Colorado: Gov. Jared Polis Reacts To Trump’s Tweet About Delaying Election: ‘Undemocratic, Outrageous And Insulting’ | Anica Padilla/CBS Denver

Gov. Jared Polis said November’s General Election will be held on schedule, after President Donald Trump floated the idea of delaying it. The president expressed concerns about mail-in voting and questioned whether the election should be delayed until people can vote “securely and safely.” “With Universal Mail-In Voting (not Absentee Voting, which is good), 2020 will be the most INACCURATE & FRAUDULENT Election in history. It will be a great embarrassment to the USA. Delay the Election until people can properly, securely and safely vote???” Trump tweeted Thursday morning. During a news conference on Thursday afternoon, Polis was asked about the president’s tweet — and fired off a rapid response. “Look, our Democracy will not become a casualty of this pandemic, and any suggestion to the contrary is undemocratic, outrageous and insulting to the constitutional principles of a representative Republic that our nation is built on,” Polis stated.

Maryland: Trump’s pitch to delay election is ‘absurd,’ suggests he could try to hold job if he loses, Maryland Democrats say | Jeff Barker/Baltimore Sun

President Donald Trump’s pitch to delay the Nov. 3 presidential election “reeks of desperation” and is an ill-conceived attempt to smear the sort of mail-in voting that Maryland employed in its June primary, Democratic members of the state’s congressional delegation said Thursday. Trump should “cease his attempts to delegitimize mailed ballots and stop sowing discord over the integrity of our elections,” said Rep. John Sarbanes, a Baltimore County Democrat. Trump tweeted Thursday that the election might better be postponed “until people can properly, securely and safely vote.” The Republican, who is seeking a second term, tweeted that universal mail-in voting would make it “the most INACCURATE & FRAUDULENT Election in history.” There is no universal mail-in voting. Maryland is among the states offering voters the opportunity to vote by mail to keep citizens and election workers safe during the coronavirus pandemic. The state will send applications for absentee ballots to all voters, and they can request one without providing a reason for not voting in person.

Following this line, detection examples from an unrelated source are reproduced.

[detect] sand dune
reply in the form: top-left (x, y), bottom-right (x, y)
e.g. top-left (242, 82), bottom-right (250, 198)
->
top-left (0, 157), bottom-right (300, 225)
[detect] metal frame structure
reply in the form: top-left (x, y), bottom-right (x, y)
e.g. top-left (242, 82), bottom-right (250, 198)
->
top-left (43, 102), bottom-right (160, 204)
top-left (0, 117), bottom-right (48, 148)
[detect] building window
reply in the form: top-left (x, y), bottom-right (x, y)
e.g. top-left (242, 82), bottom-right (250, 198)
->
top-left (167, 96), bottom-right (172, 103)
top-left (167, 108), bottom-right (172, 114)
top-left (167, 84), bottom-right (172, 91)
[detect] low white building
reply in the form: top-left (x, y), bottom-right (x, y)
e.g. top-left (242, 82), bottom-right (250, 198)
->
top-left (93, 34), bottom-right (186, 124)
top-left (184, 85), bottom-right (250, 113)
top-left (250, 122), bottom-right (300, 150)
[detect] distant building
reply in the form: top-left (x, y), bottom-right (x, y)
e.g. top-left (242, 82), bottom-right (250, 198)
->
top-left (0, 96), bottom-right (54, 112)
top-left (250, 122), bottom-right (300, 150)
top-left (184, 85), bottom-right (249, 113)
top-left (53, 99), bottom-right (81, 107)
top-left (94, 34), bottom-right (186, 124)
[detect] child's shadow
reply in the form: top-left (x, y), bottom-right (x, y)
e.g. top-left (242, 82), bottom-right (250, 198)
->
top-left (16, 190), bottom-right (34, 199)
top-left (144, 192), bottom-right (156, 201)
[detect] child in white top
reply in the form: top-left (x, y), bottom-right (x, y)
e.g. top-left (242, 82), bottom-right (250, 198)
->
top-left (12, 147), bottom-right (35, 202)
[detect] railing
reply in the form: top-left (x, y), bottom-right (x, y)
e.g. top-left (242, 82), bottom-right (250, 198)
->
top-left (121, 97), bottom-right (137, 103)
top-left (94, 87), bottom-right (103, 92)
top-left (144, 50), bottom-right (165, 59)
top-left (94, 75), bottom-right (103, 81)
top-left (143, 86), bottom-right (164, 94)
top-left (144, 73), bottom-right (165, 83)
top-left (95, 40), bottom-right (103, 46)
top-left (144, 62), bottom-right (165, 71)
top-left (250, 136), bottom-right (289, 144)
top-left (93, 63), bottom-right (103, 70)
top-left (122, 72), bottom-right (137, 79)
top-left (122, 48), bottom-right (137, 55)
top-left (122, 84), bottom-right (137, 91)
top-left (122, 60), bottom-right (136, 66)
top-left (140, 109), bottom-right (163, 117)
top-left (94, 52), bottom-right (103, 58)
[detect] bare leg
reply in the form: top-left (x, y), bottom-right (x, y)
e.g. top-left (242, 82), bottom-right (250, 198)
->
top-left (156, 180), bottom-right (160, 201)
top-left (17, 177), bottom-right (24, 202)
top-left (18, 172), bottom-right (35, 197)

New Hampshire: Governor Sununu slams Trump’s suggestion to delay election – News | Fosters

Gov. Chris Sununu declared “the election will happen in New Hampshire on November 3rd,” joining many fellow Republicans pushing back Thursday after President Donald Trump suggested delaying the presidential election. Trump doesn’t have the power to change the election date, but he floated the idea as he pushed unsubstantiated allegations that increased mail-in voting due to the coronavirus pandemic will result in fraud. Sununu, who has supported the president since Trump was elected in 2016, was clear in his opposition to him on this issue. “Make no mistake: the election will happen in New Hampshire on November 3rd. End of story,” he tweeted. “Our voting system in NH is secure, safe, and reliable. We have done it right 100% of the time for 100 years – this year will be no different.” With Trump lagging in the polls and confronted by fresh evidence of an economic collapse and an escalating public health crisis, his comments were widely viewed as an attempt to change the subject and rile his base.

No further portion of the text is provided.